When approaching any concurrent addiction, the first priority is safety. The addiction that will kill them first must take centre stage.
Similarly, if withdrawal is likely to cause a physical and psychological crisis, safe detox is essential. However, I fear that, having gone through the often harrowing process of establishing chemical sobriety, sex gets forgotten.
We all know that true recovery means making significant lifestyle changes, and recovery can bring the gifts of human connection and harmony. But regrettably it doesn’t automatically alleviate sexual anxiety or sexual dysfunctions. In many cases, sexual desire can increase without having developed the tools to manage it.
Click on the PDF at the top of this article for 2 free worksheets – they can help both client and therapist to consider the role that sex, and drugs play in a client’s life. Both can be completed by the client alone, or with a therapist or sponsor. The first worksheet focuses on the specific sexual benefits of using alcohol or drugs and can help to guide a client in talking about the sexual challenges they’ll face without them.

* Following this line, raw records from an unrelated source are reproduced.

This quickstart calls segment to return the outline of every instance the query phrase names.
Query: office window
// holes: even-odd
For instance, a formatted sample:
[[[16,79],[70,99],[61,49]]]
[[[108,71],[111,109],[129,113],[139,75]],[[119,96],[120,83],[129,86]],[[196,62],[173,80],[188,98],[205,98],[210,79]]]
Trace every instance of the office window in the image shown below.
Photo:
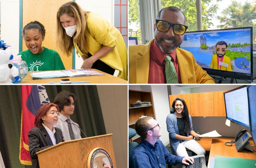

The second worksheet focuses on the function of the sexual behaviours. It can give an indication of how important they are in a client’s life and what will be missing if they do not establish a ‘positive’ sex life. Both can help the therapist to consider what additional work needs to be undertaken on sexuality and, if appropriate, referral to a sex addiction specialist for further assessment or a psychosexual therapist trained in addiction.
Conclusion
Sex and drugs are a powerful combination and, while a life of chemical abstinence is a wise and admirable goal, a life without sex is not. Many therapists find it difficult to talk directly to clients about sexual issues and might not have sufficient training to identify the significance of sex addiction nor the tools to work with sexual dysfunctions. It is important that we work together to ensure our clients receive the best possible care and can enjoy a lifetime of recovery.